Maurizio Fiorillo, storico e rappresentante dell’Istituto Storico della Resistenza spezzino, ha definito il libro “emozionante, utile e anche necessario, perché l’immagine della Resistenza locale è ancora maschile e anche la storiografia locale è stata un po’ maschile”. Fiorillo si è soffermato su due punti centrali affrontati nel libro: “il rapporto simbiotico tra partigiani e donne contadine” e “la paura dello scompiglio portato dalle donne partigiane nelle formazioni armate”: “anche quando le donne, come Angela Bastelli e Vera Del Bene, avevano rapporti fraterni con gli uomini, avevano però anche difficoltà ad essere accettate pienamente”.

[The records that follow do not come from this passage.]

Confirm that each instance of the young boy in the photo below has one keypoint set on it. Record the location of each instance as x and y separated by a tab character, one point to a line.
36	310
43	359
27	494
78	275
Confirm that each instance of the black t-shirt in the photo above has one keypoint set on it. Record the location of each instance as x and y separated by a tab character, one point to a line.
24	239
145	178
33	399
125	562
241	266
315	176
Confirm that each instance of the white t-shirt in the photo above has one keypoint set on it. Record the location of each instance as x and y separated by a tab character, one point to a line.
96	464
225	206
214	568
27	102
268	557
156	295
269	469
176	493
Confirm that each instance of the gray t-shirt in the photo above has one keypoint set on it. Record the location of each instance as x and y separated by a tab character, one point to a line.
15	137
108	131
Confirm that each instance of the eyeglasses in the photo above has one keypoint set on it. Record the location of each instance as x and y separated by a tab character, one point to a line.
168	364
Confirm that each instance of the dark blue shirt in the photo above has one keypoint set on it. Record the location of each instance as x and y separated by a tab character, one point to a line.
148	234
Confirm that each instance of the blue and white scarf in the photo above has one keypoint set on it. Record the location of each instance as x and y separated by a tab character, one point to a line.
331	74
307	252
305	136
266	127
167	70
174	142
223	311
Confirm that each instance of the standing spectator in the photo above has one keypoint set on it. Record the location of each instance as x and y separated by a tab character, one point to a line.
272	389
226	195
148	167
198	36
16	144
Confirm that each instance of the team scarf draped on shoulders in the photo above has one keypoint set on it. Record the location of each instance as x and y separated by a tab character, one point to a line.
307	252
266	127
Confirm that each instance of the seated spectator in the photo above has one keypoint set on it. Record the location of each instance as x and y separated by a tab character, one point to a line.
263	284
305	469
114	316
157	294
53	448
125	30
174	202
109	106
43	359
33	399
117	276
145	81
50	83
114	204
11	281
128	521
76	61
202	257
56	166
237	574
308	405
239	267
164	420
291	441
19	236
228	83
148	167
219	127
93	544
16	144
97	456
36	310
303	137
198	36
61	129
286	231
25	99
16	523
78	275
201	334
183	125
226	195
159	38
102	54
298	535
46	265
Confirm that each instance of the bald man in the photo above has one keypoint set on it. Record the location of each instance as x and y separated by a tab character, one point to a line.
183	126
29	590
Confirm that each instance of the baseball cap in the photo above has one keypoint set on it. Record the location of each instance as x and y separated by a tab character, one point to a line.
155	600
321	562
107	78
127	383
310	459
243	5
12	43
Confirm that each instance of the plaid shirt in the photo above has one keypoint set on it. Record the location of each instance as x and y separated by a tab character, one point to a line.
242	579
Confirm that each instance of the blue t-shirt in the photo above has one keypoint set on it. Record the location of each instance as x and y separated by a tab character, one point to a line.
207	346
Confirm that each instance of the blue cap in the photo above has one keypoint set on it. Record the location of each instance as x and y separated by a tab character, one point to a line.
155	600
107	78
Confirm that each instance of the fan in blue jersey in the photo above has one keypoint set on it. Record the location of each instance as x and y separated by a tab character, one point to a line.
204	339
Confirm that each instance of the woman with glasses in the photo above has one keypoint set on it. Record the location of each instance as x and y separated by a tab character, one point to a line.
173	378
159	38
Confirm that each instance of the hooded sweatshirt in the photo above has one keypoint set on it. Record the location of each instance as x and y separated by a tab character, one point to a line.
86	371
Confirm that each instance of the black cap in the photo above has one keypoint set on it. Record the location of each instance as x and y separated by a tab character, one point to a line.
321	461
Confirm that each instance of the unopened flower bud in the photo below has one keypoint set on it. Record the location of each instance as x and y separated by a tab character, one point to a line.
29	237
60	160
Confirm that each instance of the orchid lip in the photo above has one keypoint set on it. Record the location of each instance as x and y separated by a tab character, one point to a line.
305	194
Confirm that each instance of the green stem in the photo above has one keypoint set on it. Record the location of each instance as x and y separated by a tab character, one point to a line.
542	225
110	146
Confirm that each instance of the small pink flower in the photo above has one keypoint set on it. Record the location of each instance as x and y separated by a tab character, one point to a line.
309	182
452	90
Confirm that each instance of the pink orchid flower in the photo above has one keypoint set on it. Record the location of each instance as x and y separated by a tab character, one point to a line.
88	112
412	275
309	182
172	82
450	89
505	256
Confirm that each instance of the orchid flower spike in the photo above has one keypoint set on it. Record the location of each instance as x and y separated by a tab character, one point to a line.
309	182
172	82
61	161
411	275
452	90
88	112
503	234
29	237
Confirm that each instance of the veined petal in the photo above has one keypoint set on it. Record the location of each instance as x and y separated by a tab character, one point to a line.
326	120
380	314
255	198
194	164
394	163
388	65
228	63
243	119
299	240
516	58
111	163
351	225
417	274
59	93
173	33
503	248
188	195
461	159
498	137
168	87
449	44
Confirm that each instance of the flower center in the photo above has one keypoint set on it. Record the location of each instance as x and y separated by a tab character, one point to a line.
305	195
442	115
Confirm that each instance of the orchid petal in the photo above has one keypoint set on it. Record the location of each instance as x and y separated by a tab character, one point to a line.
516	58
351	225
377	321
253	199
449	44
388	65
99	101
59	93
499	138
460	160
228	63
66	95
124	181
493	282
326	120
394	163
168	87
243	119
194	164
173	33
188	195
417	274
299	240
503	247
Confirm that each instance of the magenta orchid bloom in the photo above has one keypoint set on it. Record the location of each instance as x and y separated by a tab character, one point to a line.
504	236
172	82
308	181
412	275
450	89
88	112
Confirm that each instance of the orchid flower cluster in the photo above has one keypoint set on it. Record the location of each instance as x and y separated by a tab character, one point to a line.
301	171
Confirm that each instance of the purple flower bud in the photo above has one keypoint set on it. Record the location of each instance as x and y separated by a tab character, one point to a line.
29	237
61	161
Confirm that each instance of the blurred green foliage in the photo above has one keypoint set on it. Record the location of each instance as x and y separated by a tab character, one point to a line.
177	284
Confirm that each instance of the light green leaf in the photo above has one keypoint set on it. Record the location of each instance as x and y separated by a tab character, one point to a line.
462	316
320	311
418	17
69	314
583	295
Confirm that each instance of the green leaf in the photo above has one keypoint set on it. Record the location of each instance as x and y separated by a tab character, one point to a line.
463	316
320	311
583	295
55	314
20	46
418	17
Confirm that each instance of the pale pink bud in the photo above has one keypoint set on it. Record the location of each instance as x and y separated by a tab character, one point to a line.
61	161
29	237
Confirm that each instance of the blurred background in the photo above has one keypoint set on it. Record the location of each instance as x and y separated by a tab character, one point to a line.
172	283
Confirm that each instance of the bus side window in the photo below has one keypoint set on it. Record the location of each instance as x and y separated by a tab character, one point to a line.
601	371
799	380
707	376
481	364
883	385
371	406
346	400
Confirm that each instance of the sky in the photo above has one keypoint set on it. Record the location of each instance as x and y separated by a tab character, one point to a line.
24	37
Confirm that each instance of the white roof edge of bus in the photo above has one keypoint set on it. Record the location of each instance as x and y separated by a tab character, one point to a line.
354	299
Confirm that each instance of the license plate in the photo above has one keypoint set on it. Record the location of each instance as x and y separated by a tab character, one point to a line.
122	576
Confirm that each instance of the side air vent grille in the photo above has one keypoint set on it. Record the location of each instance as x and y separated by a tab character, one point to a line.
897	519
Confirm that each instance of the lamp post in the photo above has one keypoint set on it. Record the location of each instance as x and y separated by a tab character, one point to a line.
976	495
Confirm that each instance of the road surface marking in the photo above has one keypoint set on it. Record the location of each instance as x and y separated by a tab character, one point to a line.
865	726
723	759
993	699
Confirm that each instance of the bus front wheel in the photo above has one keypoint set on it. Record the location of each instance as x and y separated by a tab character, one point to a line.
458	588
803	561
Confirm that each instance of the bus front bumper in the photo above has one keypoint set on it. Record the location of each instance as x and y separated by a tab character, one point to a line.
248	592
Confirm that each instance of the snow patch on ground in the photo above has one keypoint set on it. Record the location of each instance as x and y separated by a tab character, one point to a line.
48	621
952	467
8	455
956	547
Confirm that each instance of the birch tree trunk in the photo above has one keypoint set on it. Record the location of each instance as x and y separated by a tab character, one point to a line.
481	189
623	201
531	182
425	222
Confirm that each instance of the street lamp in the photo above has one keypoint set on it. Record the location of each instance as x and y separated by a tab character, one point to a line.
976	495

Chiara Dogliotti, del Comitato Scientifico dell’Istituto Storico della Resistenza Ligure, ha definito “Sebben che siamo donne” un libro “di straordinaria ricchezza, che ricorda ‘L’anello forte’ di Nuto Revelli”. Una figura simbolo è “la mamma”: “la pietas della donna che lava e ricompone i cadaveri degli uccisi”, “le donne che sembrano Antigoni che si mettono contro la legge dalla parte del cuore”. Dogliotti ha poi analizzato il rapporto donne-violenza -“se Vera Del Bene dice che l’uso delle armi le ha tolto la felicità, per altre partigiane l’uso delle armi significa eguaglianza con l’uomo”- e la “rigidità sessuale del mondo partigiano, elemento che univa comunisti e cattolici”. La parte conclusiva del suo intervento è stata dedicata al “rammarico” per “il rientro, nel dopoguerra, delle donne nei ranghi”.

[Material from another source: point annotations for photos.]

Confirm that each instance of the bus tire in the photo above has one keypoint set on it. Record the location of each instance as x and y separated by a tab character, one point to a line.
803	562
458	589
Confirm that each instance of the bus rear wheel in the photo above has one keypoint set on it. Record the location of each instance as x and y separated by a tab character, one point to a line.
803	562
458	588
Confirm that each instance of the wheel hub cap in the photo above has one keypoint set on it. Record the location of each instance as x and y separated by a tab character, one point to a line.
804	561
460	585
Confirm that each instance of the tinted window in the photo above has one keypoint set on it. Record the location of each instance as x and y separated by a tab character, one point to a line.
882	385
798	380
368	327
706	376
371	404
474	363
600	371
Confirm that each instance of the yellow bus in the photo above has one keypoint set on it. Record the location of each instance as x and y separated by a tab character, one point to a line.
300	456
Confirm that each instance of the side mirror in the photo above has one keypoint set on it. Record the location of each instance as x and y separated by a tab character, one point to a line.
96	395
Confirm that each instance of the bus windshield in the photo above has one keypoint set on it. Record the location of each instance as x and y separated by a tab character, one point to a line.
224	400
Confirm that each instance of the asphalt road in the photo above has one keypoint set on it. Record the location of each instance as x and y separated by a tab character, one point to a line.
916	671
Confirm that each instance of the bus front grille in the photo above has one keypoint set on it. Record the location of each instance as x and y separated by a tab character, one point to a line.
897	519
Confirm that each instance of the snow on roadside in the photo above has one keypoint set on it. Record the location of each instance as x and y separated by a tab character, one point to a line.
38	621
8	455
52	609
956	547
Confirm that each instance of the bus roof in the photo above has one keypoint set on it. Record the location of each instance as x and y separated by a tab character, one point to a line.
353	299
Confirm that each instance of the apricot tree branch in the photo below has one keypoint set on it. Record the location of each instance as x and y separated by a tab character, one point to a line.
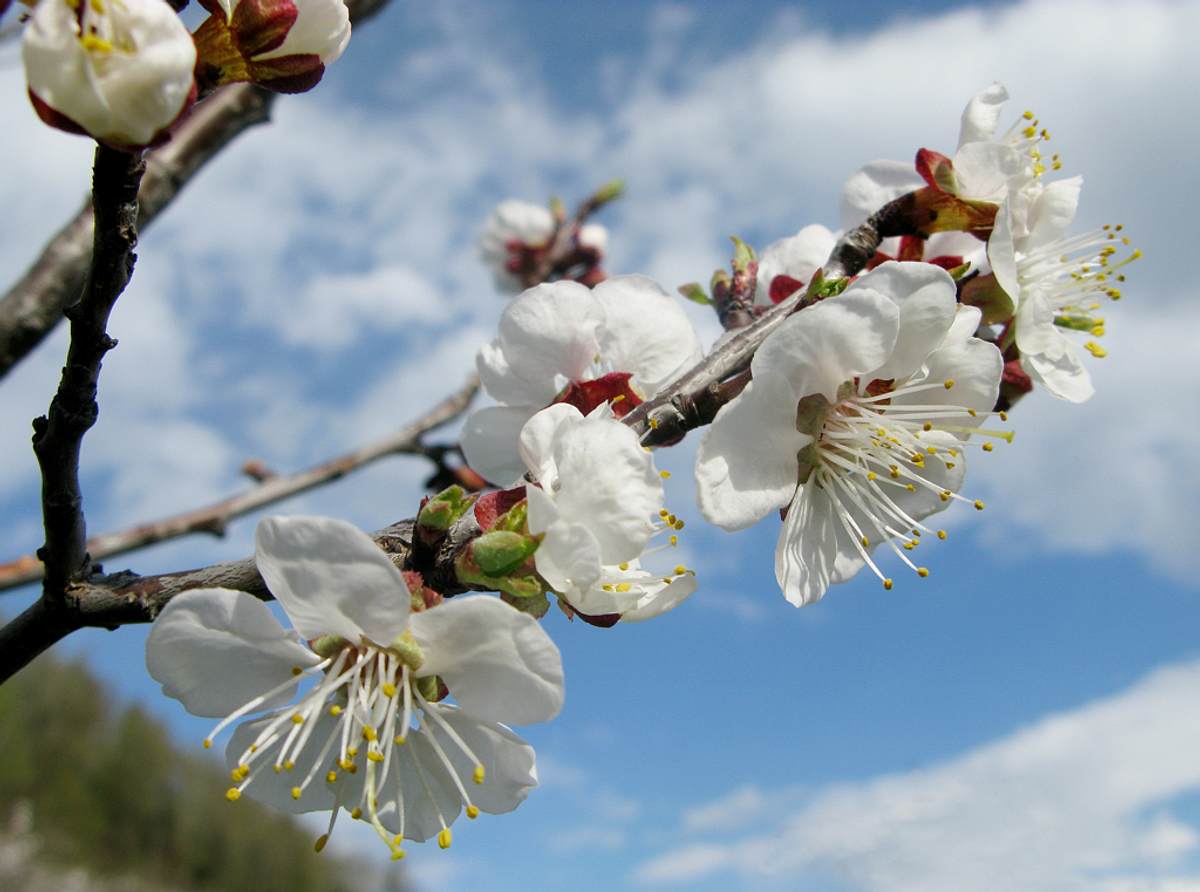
215	518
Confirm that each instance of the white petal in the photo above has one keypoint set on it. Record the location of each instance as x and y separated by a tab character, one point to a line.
498	663
547	337
808	546
537	438
215	650
927	298
739	478
275	789
1053	211
982	113
645	331
509	761
825	346
874	186
322	28
658	603
983	169
331	579
489	442
607	483
797	257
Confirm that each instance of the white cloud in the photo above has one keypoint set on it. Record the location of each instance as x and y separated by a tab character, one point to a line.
1075	801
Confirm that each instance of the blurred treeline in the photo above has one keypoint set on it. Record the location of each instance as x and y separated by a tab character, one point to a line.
107	790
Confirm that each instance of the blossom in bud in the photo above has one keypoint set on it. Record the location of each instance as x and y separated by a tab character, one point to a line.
856	421
120	72
787	265
598	504
1055	280
371	731
616	343
519	234
281	45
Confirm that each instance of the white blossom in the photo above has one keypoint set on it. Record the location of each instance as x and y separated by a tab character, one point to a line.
598	504
621	341
371	734
856	421
1054	281
118	70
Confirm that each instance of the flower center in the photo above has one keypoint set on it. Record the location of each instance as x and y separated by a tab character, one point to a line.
361	707
871	455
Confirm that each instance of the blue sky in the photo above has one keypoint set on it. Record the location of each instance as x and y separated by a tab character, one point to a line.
1026	718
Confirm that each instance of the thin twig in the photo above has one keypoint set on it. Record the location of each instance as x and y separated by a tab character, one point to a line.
34	305
693	399
215	518
58	436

Poi la parola è passata agli autori. Per Giorgio Pagano le protagoniste del libro sono “le donne semplici”, nel contesto di “una concezione della Resistenza in cui la madre non ha uno spazio minore del partigiano”. Dobbiamo ripartire dalle loro storie, ha aggiunto, per trasmettere l’eredità della Resistenza: “dal loro ardimento morale, dalla loro scelta per una vita intesa come cammino collettivo e solidale con gli altri”, che emerge subito dopo il 25 luglio 1943, quando tra i primi morti ci fu la giovane operaia Lina Fratoni, e poi pienamente dopo l’8 settembre 1943, “quando furono soprattutto le donne a soccorrere i soldati che sbandavano in un Paese occupato, nel nome dell’umanesimo e dell’odio contro la guerra”. Poi le donne proseguirono su questa strada, nascondendo, vigilando, risalendo la Cisa con i carretti a cercar cibo. Le donne contadine furono decisive nella cura e nell’assistenza, molte donne diventarono staffette, altre parteciparono alla lotta armata. “Certamente -ha concluso Pagano- i partiti e i CLN ebbero un peso, indicarono una politica e una prospettiva, ma poterono farlo perché stava crescendo nella società e nelle persone, nelle donne in primo luogo, l’ardir, l’ardimento morale con la sua carica di dirompente rottura”.
Infine Maria Cristina Mirabello: “La memoria ha bisogno sia di ricerca che di passione, per questo nel libro abbiamo coniugato la parola delle donne con la sistemazione storica”. “Le donne -ha aggiunto- sono state protagoniste con umiltà non con superbia... leggendo il libro ci si stupisce delle tante potenzialità inespresse”. “Nella vita delle donne protagoniste del libro si intravede -ha concluso- l’apertura di una breccia, il principio di un percorso di partecipazione... oggi, in un momento difficile di questo percorso la Resistenza insegna che tutte, anche le donne più deboli, e in ogni occasione, possono fare qualcosa”.